OpenBSD Homelab
ACME client supporting Let’s Encrypt and custom certificate authorities.
| variable | default value | notes |
|---|---|---|
lego_dns |
`` | (required) DNS provider to use for ACME DNS-01 challenge |
lego_env |
`` | (required) environment variables to set when running lego |
lego_mail |
{{ admin_mail }} |
email to use for registration, defaults to the specified homelab admin email |
lego_domain |
{{ domain }} |
domain to issue certificates for, defaults to the specified homelab domain |
lego_args |
`` | extra arguments to pass to lego |
lego_packages |
['lego'] |
packages to install for this role |
Lego is the first part of the OBSD Homelab setup as it is going to create the TLS certificates for the homelab domain. The default lego setup uses the DNS-01 challlenge, which allows it to create wildcard certificates for the domain. Lego supports a multitude of DNS providers, listed on its website.
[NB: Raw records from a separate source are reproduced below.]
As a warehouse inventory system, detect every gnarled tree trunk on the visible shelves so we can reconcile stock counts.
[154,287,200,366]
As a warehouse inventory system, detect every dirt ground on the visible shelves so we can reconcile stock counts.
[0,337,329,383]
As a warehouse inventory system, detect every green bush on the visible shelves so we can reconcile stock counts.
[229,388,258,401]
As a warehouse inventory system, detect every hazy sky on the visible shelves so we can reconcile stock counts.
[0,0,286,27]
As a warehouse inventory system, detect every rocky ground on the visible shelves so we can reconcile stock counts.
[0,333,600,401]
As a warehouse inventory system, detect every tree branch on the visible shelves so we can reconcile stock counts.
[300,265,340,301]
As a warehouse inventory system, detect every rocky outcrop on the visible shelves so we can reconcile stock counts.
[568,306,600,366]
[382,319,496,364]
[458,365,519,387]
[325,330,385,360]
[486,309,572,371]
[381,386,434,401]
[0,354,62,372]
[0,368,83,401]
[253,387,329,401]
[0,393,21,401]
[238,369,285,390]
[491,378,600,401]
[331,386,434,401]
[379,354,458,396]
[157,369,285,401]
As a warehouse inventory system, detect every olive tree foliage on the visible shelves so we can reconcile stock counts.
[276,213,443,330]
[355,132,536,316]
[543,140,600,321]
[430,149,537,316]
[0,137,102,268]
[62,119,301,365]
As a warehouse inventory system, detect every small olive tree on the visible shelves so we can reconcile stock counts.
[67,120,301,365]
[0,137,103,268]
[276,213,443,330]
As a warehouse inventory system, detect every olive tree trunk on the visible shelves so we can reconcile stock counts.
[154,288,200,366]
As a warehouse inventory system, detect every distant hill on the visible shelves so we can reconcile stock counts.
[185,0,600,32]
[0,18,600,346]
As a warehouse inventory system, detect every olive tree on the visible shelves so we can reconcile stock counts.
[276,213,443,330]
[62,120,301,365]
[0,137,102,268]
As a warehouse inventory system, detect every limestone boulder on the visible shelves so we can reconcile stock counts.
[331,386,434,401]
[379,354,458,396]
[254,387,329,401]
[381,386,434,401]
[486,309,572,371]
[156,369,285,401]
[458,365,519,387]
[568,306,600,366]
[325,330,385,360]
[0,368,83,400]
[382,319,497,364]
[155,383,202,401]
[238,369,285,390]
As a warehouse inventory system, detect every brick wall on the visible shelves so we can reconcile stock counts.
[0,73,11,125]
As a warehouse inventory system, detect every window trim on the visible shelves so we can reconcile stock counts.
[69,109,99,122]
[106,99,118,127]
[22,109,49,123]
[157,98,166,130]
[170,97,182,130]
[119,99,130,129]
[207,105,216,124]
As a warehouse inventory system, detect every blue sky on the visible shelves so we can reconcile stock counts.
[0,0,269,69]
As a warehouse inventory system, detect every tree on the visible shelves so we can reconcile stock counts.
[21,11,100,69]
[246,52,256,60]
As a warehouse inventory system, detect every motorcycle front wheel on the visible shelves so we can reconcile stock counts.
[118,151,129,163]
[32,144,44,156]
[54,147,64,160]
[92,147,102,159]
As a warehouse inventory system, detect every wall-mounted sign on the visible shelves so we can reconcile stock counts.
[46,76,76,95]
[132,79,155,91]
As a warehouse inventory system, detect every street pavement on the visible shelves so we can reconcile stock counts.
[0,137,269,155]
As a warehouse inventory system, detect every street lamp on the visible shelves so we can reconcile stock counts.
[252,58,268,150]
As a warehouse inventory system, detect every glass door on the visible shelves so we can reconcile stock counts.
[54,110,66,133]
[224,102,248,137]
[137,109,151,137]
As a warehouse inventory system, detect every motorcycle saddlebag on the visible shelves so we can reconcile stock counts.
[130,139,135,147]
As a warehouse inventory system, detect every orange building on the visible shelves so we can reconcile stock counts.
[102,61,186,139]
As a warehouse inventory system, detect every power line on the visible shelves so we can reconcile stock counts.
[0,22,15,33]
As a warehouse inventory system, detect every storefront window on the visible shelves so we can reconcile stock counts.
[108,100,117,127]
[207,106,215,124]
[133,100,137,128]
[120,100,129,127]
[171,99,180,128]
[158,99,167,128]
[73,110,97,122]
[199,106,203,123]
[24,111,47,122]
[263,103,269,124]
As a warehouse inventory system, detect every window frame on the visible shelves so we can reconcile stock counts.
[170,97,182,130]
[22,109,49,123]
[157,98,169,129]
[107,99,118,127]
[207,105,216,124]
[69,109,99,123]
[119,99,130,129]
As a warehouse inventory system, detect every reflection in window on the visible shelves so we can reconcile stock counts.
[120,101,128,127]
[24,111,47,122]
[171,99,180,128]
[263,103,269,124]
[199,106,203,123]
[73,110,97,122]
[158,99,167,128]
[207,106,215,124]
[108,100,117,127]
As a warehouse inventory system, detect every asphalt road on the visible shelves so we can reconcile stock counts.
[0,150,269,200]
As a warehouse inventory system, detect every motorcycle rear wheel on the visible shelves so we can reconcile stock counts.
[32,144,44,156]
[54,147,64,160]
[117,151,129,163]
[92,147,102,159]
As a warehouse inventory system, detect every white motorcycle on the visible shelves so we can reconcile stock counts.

The first example setup provided on the lego DNS page, which uses Cloudflare, would set the following OBSD Homelab variables in vars.yml-
lego_dns: cloudflare
lego_env:
CLOUDFLARE_EMAIL: foo@bar.com
CLOUDFLARE_API_KEY: b9841238feb177a84330febba8a83208921177bffe733
lego_mail: me@bar.com
An example setup for OBSD Homelab, which wants to use a custom lego solver and disable waiting for DNS propagation, would set the following lego variables -
lego_dns: exec
lego_env:
EXEC_PATH: /usr/local/libexec/lego_custom
lego_mail: obsd-homelab@bsd.ac
lego_args: '--dns.disable-cp'
The default key/cert pair used by OBSD Homelab is
| mode | owner | group | path | notes |
|---|---|---|---|---|
0640 |
_lego |
_lego |
/etc/ssl/homelab.key |
private key |
0644 |
_lego |
_lego |
/etc/ssl/homelab.crt |
public key |
If managing certificates manually, create a _lego user account prior to running the OBSD Homelab setup. After generating the certificates, copy them to the above location with the correct owner/group/permissions, as the _lego group is used by services to access the protected private key.